Table 1 The functions of m6A enzymes in RNA metabolism
Fig. 1
figure 1

Molecular composition of the m6A RNA methylation. m6A is installed by “writers” (METTL3/14, WTAP, RBM15/15B, VIRMA, HAKAI, ZC3H13, METTL5/16, and ZCCHC4), removed by “erasers” (FTO, ALKBH5, and ALKBH3), and recognized by “readers” (YTHDC1/2, YTHDF1/2/3, IGF2BP1/2/3, HNRNPA2B1/C/G, and eIF3)
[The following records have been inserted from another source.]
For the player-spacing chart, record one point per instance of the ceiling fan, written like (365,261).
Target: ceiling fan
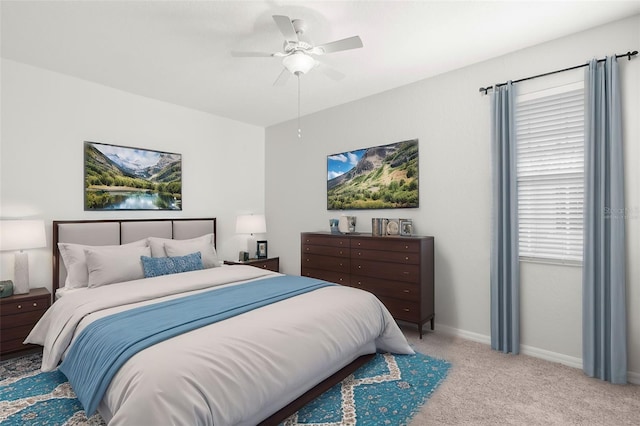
(298,55)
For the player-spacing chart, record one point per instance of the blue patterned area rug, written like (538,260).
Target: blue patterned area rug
(388,390)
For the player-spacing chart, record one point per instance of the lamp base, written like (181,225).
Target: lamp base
(21,274)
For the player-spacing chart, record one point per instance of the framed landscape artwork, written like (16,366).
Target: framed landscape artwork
(124,178)
(380,177)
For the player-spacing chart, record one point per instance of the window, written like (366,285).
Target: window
(550,173)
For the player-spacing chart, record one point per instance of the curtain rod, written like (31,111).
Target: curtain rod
(628,55)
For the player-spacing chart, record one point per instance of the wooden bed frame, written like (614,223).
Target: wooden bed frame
(279,416)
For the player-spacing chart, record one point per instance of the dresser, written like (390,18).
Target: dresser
(18,314)
(399,270)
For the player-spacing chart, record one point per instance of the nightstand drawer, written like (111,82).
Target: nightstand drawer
(270,264)
(26,318)
(19,314)
(39,304)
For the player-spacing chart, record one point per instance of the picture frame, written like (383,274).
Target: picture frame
(393,227)
(126,178)
(406,227)
(378,177)
(261,249)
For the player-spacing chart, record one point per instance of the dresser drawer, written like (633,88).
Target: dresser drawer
(379,287)
(386,270)
(325,240)
(338,264)
(386,256)
(331,276)
(386,244)
(325,250)
(32,304)
(402,309)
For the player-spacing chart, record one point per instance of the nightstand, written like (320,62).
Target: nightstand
(272,263)
(18,314)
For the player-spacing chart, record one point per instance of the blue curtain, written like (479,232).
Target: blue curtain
(505,267)
(604,329)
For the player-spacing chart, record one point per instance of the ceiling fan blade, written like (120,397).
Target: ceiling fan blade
(251,54)
(330,72)
(286,27)
(282,78)
(338,45)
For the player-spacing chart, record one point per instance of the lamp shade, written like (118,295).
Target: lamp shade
(22,234)
(251,224)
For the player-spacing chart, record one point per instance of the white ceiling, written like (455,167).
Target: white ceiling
(179,51)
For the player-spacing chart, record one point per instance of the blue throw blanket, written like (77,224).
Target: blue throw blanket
(107,343)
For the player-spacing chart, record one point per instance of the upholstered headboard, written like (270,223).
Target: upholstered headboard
(116,232)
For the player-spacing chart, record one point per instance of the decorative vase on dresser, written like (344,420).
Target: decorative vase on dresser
(399,270)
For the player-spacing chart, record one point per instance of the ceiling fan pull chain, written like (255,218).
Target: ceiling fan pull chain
(299,130)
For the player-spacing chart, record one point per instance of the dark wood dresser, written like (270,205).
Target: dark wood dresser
(398,270)
(18,314)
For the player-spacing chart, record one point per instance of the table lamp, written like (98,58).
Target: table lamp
(251,224)
(19,235)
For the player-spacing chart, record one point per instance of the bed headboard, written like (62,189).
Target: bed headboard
(116,232)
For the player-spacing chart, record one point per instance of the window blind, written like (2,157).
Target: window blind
(550,173)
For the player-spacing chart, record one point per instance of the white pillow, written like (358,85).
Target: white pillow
(115,265)
(75,261)
(203,244)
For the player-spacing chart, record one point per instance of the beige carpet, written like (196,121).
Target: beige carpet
(486,387)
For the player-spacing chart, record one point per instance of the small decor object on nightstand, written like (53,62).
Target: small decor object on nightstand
(406,227)
(6,288)
(333,226)
(262,250)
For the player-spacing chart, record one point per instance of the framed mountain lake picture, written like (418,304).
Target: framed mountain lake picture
(124,178)
(380,177)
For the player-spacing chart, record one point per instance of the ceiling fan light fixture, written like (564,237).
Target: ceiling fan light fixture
(298,63)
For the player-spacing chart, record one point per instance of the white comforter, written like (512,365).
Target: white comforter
(234,372)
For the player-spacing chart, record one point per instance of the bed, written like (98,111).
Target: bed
(274,343)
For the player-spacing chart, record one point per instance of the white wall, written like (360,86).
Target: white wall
(46,116)
(451,120)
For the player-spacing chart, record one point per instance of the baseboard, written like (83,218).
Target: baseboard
(632,377)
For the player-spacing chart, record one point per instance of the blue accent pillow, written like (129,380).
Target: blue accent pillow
(156,266)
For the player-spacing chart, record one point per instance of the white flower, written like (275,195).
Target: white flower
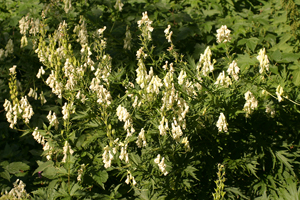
(186,144)
(129,178)
(67,109)
(176,131)
(1,53)
(222,80)
(80,172)
(181,77)
(27,111)
(270,110)
(205,62)
(53,119)
(13,69)
(24,25)
(141,139)
(263,60)
(119,5)
(41,72)
(24,41)
(66,149)
(163,127)
(38,137)
(251,103)
(101,30)
(223,34)
(107,157)
(279,92)
(233,70)
(157,159)
(68,5)
(32,93)
(169,37)
(221,123)
(127,40)
(9,47)
(162,166)
(154,85)
(166,31)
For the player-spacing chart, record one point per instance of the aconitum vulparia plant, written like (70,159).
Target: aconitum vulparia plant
(148,132)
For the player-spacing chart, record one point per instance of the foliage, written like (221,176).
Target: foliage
(123,108)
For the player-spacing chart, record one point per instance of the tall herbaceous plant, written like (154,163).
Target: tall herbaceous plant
(154,134)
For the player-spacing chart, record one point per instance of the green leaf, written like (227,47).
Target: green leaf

Although METTL14 does not have true catalytic activity, it serves as an important adapter for METTL3 activity to enhance methyltransferase activity by recognizing RNA substrates and methyl localization [66,67,68]. As an allosteric activator of METTL3 activity, METTL14, as an inactivated methyltransferase and allosteric activator of METTL3 activity, is involved in the development of various tumors. When METTL14 is mutated at cancer-associated sites, this reduces the catalytic activity and substrate specificity of the enzymes involved, leading to the reversal of methylation efficiency of consensus GGACU and non-consensus GGAUU sequences (decreased methylation at consensus sites and increased methylation at non-consensus sites), resulting in the occurrence of cancer [66, 69]. This paper reviews the research progress in understanding the role of METTL14 in the molecular mechanism of various malignant tumors and the biological processes involving METTL14. In addition, we discuss the structure and function of the METTL3-METTL14 heterodimer, the association of METTL14 with histone modification and potential therapeutic strategies for the dysregulation mechanisms of METTL14.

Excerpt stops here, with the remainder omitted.